Simple approach using percentiles:

Percentile-based outlier detection
df = pd.DataFrame({
'value': range(100) + [1000, 2000] # Two outliers
})

# Remove top/bottom 1%
lower = df['value'].quantile(0.01)
upper = df['value'].quantile(0.99)

df_clean = df[(df['value'] >= lower) & (df['value'] <= upper)]

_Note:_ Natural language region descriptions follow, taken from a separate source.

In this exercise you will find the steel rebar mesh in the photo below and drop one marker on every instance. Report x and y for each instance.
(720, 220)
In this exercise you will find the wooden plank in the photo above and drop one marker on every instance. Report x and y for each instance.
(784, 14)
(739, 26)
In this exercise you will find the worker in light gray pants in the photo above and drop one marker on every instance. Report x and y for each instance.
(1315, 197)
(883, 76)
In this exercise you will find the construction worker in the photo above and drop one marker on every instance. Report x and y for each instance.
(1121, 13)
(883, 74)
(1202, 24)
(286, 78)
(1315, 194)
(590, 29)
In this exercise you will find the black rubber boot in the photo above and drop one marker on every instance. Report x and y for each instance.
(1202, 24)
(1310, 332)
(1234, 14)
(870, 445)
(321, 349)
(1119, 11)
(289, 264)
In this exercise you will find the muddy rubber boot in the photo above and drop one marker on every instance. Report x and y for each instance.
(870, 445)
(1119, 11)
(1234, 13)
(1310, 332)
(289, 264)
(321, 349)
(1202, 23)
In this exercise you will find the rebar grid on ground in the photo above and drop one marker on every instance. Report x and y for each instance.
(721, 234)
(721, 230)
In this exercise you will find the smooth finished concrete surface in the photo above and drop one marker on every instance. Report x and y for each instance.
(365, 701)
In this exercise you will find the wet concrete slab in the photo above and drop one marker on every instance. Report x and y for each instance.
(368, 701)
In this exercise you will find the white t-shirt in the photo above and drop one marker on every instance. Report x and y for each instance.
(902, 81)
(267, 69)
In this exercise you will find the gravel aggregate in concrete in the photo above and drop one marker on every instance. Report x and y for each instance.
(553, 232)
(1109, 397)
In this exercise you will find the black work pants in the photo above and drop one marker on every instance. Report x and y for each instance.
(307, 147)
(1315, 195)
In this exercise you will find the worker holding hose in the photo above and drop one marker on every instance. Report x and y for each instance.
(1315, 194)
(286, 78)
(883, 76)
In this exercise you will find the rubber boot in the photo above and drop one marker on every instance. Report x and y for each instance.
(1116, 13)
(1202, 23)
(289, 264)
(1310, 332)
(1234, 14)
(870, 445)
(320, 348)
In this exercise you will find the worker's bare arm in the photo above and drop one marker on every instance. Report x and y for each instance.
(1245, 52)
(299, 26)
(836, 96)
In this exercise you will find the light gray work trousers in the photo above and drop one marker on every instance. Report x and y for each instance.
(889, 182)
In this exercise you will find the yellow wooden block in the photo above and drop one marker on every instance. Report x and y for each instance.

# Or remove values beyond 95th percentile
threshold = df['value'].quantile(0.95)
df[df['value'] <= threshold]

Visual Detection

Visual outlier detection
import matplotlib.pyplot as plt

df = pd.DataFrame({
'value': [10, 12, 11, 13, 100, 14, 12, 11]
})

# Box plot (shows outliers as points)
df.boxplot(column='value')

# Histogram
df['value'].hist(bins=20)

# Scatter plot for relationships
df.plot.scatter(x='col1', y='col2')

Visual inspection helps identify outliers that statistics might miss.

Handling Outliers

Remove Outliers

Removing outliers
df = pd.DataFrame({
'age': [25, 30, 28, 150, 35, 29], # 150 is outlier
'salary': [50000, 60000, 55000, 58000, 1000000, 52000] # 1M is outlier
})

# Remove using IQR for each column
def remove_outliers_iqr(df, column):
Q1 = df[column].quantile(0.25)
Q3 = df[column].quantile(0.75)
IQR = Q3 - Q1
lower = Q1 - 1.5 * IQR
upper = Q3 + 1.5 * IQR
return df[(df[column] >= lower) & (df[column] <= upper)]

df_clean = remove_outliers_iqr(df, 'age')
df_clean = remove_outliers_iqr(df_clean, 'salary')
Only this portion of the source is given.